Merge pull request #59 from chamii22:master

tensorflow-copybara · tensorflow-copybara · commit 995064233479 · 2020-04-30T15:12:03.000-07:00
PiperOrigin-RevId: 309308335
diff --git a/research/kg_hyp_emb/README.md b/research/kg_hyp_emb/README.md
@@ -2,19 +2,20 @@
 
 This project is a Tensorflow 2.0 implementation of Hyperbolic KG embeddings [6]

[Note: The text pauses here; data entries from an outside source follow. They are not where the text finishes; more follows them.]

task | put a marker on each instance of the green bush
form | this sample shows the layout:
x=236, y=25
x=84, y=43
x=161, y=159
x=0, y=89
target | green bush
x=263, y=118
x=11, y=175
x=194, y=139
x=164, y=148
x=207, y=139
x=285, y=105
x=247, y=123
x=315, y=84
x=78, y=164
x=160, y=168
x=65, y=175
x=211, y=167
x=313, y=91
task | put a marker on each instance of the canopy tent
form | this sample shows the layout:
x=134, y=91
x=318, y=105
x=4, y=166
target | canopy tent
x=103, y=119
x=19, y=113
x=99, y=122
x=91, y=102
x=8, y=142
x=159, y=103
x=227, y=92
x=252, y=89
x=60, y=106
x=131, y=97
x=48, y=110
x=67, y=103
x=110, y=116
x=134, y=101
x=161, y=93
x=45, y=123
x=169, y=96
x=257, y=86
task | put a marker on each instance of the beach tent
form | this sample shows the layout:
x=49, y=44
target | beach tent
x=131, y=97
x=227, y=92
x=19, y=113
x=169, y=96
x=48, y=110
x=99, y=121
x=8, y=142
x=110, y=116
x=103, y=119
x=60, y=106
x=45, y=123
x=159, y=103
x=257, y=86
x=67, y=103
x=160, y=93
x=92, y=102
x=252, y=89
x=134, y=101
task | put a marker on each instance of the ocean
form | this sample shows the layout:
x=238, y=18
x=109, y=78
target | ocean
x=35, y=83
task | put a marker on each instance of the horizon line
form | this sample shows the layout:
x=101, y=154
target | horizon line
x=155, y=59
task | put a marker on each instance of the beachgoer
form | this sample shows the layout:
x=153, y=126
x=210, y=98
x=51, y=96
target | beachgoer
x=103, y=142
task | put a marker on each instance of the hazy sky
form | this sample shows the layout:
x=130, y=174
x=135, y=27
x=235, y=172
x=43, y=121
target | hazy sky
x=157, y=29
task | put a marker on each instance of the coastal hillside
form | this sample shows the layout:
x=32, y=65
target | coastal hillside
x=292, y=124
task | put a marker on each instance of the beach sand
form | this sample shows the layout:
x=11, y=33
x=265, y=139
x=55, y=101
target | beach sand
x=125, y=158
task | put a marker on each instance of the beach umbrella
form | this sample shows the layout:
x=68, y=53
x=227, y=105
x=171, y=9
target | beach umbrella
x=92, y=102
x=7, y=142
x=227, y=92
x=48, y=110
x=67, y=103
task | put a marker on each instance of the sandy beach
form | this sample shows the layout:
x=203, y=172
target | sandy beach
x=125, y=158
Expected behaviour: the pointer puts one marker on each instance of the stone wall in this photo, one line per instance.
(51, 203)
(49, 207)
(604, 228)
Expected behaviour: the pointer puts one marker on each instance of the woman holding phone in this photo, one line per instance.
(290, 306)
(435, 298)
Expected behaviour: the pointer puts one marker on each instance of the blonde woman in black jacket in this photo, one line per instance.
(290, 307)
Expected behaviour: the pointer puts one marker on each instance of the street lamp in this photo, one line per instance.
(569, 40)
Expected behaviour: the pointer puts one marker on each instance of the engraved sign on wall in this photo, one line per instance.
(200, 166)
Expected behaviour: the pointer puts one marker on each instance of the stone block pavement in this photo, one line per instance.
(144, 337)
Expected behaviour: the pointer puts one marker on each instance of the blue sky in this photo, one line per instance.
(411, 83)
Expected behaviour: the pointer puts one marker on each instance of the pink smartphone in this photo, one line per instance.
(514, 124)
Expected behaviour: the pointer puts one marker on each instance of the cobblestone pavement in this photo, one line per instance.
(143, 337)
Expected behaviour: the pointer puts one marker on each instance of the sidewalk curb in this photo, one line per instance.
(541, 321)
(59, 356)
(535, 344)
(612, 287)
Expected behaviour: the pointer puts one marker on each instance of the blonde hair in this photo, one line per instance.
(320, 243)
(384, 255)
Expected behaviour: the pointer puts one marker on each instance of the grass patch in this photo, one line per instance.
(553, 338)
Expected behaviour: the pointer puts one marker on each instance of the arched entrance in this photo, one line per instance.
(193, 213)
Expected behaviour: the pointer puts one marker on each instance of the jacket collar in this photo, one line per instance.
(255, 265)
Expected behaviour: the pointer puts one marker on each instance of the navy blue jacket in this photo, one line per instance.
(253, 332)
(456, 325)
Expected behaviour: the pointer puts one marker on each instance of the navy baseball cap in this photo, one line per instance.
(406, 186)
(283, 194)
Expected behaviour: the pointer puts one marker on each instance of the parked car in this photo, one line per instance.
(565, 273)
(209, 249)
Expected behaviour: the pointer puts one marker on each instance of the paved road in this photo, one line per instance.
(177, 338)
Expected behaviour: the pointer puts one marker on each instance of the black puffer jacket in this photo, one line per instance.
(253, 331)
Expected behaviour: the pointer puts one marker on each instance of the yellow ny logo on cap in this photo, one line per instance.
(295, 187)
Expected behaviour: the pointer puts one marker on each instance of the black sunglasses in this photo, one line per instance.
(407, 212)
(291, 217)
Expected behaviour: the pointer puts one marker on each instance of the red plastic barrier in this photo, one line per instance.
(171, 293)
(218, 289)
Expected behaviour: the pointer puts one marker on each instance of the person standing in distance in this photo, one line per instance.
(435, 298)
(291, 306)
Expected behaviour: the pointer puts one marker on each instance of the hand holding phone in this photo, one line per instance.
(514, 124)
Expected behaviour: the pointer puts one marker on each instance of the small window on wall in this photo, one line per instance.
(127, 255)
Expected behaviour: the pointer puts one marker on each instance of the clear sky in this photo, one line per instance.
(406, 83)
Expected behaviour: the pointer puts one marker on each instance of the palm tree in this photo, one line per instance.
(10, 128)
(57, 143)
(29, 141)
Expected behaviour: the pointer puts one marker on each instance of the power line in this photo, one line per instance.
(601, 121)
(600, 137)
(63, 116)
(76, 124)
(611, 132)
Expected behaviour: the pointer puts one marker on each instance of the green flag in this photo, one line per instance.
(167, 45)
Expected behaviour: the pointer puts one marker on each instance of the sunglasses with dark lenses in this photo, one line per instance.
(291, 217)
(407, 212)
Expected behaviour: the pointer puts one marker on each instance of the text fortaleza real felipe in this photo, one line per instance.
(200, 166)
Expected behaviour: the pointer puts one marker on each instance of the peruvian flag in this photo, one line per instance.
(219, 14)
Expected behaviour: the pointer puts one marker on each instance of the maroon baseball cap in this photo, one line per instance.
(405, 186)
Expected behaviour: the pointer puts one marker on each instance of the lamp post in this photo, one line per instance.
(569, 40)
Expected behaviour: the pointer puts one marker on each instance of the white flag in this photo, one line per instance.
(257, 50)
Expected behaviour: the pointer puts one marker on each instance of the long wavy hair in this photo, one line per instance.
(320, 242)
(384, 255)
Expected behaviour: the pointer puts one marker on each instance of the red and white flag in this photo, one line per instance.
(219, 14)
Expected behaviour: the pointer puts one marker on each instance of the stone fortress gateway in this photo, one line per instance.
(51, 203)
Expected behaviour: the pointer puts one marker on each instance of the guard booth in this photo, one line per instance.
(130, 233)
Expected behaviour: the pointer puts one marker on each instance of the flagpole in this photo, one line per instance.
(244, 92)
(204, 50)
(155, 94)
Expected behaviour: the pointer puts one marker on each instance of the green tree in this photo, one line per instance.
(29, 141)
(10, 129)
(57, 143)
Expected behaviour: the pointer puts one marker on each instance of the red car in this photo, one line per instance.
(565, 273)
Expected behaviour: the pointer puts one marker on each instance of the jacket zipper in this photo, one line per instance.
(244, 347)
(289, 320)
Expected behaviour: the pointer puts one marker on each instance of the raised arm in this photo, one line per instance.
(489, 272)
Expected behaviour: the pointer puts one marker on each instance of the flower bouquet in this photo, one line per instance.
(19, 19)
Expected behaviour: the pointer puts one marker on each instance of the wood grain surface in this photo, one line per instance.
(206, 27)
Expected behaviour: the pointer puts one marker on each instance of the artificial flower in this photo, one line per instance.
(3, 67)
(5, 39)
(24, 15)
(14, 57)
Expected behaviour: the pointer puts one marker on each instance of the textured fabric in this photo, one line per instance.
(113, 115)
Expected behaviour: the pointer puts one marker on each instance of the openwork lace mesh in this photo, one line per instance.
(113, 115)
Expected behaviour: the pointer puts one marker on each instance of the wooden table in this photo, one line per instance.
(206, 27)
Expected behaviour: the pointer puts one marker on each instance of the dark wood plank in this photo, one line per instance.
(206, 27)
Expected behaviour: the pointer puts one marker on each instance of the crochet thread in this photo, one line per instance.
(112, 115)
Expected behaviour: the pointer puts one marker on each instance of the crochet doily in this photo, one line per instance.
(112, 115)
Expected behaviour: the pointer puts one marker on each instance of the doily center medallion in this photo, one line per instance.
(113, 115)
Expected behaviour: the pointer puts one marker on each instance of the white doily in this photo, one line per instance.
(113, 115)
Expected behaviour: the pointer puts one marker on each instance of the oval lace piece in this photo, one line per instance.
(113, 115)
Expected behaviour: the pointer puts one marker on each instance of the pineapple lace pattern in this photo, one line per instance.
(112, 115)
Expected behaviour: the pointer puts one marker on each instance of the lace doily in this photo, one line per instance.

 as well as multiple state-of-the-art KG embedding models which can be trained
-for the link prediction task.
+for the link prediction task. A PyTorch implementation is also available at:
+[https://github.com/HazyResearch/KGEmb](https://github.com/HazyResearch/KGEmb)
 
 ## Library Overview
 
 This implementation includes the following models:
 
-Complex embeddings:
+#### Complex embeddings:
 
 *   Complex [1]
 *   Complex-N3 [2]
 *   RotatE [3]
 
-Euclidean embeddings:
+#### Euclidean embeddings:
 
 *   CTDecomp [2]
 *   TransE [4]
@@ -23,14 +24,14 @@ Euclidean embeddings:
 *   RefE [6]
 *   AttE [6]
 
-Hyperbolic embeddings:
+#### Hyperbolic embeddings:
 
 *   TransH [6]
 *   RotH [6]
 *   RefH [6]
 *   AttH [6]
 
-## Usage
+## Installation
 
 First, create a python 3.7 environment and install dependencies: From kgemb/
 
@@ -66,6 +67,8 @@ KG_DIR=$(pwd)/..
 export PYTHONPATH="$KG_DIR:$PYTHONPATH"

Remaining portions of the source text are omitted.